近傍の岩石惑星、大気からヘリウムを補給している可能性、研究で判明
近傍の岩石系地球型惑星LHS 1140bが、大気を保持している可能性が明らかになった。フロリダ大学の研究チームがScience誌に発表した新研究で、この惑星からヘリウムが逃げている兆候が観測されたが、その存在自体が大気の存在を示唆している。LHS 1140bは約40光年離れた低質量星の周りを公転する岩石系の地球型惑星であり、ハビタブルゾーン内に位置している。

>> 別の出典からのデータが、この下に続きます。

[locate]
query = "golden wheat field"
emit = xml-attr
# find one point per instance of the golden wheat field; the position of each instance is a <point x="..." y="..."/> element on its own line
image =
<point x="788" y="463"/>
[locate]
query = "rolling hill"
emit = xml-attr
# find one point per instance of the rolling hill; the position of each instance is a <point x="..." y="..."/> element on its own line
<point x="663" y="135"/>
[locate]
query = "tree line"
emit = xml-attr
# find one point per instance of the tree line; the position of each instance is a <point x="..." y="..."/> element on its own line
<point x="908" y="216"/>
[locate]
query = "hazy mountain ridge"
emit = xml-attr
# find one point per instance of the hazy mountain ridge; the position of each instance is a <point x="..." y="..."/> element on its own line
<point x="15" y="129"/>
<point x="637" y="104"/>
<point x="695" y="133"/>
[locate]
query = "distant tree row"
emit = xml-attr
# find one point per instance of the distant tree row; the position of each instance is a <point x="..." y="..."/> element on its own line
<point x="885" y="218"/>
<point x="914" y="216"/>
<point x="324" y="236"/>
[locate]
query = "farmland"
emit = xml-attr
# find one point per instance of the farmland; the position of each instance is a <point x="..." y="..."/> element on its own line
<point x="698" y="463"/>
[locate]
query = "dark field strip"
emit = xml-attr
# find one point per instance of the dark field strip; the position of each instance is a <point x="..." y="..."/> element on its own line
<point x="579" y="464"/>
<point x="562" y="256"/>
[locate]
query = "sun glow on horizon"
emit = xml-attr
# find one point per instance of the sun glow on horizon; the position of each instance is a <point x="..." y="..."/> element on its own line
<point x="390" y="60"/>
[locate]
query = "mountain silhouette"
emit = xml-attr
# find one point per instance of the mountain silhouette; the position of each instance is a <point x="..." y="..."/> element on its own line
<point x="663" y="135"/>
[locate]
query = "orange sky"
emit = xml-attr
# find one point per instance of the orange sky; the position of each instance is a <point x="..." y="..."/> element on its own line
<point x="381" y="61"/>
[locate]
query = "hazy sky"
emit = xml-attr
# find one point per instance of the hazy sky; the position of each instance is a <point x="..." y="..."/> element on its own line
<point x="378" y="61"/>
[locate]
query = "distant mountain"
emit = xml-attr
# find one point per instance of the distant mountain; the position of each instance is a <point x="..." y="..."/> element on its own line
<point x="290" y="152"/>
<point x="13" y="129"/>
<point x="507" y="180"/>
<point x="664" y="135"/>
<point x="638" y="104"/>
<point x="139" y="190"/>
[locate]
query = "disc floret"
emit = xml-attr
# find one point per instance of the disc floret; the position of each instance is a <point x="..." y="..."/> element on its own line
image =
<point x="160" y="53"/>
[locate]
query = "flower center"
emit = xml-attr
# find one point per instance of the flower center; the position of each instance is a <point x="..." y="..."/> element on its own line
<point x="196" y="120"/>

2016年に発見されたこの惑星は、他の同様の惑星とは異なり、依然として大気を保有し続けている可能性がある稀有な天体として大きな注目を集めている。 LHS 1140bは2016年にフロリダ大学のジェイソン・ディットマン助教授によって発見された。当時、ディットマン氏は地上観測で惑星が恒星の前を通過する際に光が一時的に暗くなる現象を検出するため、機械学習アルゴリズムを訓練し、地球の大気や雲による影響を区別する方法を開発した。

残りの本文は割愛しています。